To do that, you have to be in touch with the part of your right brain that allows you to escape your own person, so to speak, and “become” another. Does that make a writer crazy? I don’t think so. I think it means we’ve figured out how to access that fantastical part of our minds and peek behind the curtain a little bit. When I started writing my first novel, it was this heady rush. I couldn’t get enough words on the page. I dreamed about my characters and thought about them incessantly. I told a friend it was like I’d found a key to the cellar of my imagination and let all the gremlins loose. That settled down after a while, especially as I learned more about craft and I began to see the story as art, rather than just an escape. Now, to be completely honest, my first few novels were pretty far from being any kind of art, but I learned a lot from the experience. Probably most important, I learned how to organize the voices and keep them from trampling each other in a mad stampede for their turn in the sun.

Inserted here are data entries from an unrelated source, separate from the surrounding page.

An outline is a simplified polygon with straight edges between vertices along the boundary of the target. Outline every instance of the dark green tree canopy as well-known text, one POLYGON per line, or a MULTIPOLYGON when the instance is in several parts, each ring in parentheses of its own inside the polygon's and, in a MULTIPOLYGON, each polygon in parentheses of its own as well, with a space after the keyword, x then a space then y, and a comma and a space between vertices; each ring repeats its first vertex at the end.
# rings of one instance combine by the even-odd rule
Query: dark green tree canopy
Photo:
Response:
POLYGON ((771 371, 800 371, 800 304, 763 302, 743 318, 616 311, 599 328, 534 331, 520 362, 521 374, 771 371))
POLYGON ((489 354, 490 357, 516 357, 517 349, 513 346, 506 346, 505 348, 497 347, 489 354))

However you go about it, storytelling is something innate in all of us. Why else would early humans draw on cave walls? Or invent papyrus? Whether you prefer to teach (which is storytelling in its purest form, in my opinion), create strange new worlds, or use a lens to show the world as it really is, everyone tells stories at one time or another. And that’s when you get in touch with the voices.
Does anyone else have another theory about why or how this happens? What is it about us that makes storytelling so important?